Black carbon (BC) is produced by incomplete combustion of biomass and fossil fuels. It is considered to play a significant role in the global carbon cycle and climate, because the majority of BC resist degradation by environmental microbes. BC is generated on land and transported to the ocean by river and atmospheric deposition. Dissolved black carbon (DBC), which is polycyclic aromatic compounds and particularly small in molecular size, accounts for 2% of dissolved organic carbon (DOC) in the ocean and forms relatively large BC pools. The global DBC fluxes to the ocean were estimated to be about 18 Tg yr-1 from river and 1.8-4.5 Tg yr-1 from atmospheric deposition. The total of these DBC fluxes is reported to be smaller than the DBC removal flux in the ocean. The imbalance in the oceanic DBC budget can be attributed to the uncertainty in the estimated fluxes. Since, only two studies have evaluated effect of atmospheric deposition as the origin of oceanic DBC, further observations are needed to understand the controlling factors of DBC concentration in atmospheric aerosols and to accurately evaluate the DBC flux from the atmosphere.
In the study, atmospheric aerosol samples were collected in Sapporo, Japan from August 19 to November 22, 2022, using a high-volume aerosol sampler. The BC and organic carbon (OC) concentrations in the aerosol samples were measured by thermal optical transmittance carbon analyzer, and the water-soluble organic carbon (WSOC) concentrations were measured by a total organic carbon analyzer. DBC concentrations were determined using the benzene polycarboxylic acid (BPCA) method and quantified using high-performance liquid chromatography. The quantity and quality of brown carbon (BrC) in WSOC were determined by a UV-visible spectrophotometer.

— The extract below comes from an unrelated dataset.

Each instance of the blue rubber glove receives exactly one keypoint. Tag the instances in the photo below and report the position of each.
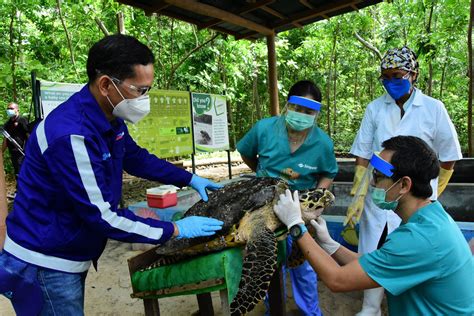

The concentrations and ranges of OC, BC, and WSOC in the atmospheric aerosols were relatively lower than those in the previous studies conducted in China coastal seas and rural area of Malaysia, but similar to those conducted in Sapporo. The concentration of DBC was also lower than that in the previous studies conducted in China coastal seas and rural area of Malaysia. Furthermore, the ratios of DBC/BC, OC/BC, and DBC/WSOC were smaller, and the ratio of WSOC/OC was larger compared to previous studies. Additionally, the smaller BPCA composition of DBC observed in this study suggests that fossil fuel combustion generates lower condensed DBC. A strong positive linear relationship was observed between DBC and BrC. The linearity was stronger than those of the linear relationship between DBC and WSOC and BC, indicating that DBC is similar in origin and alteration process to BrC.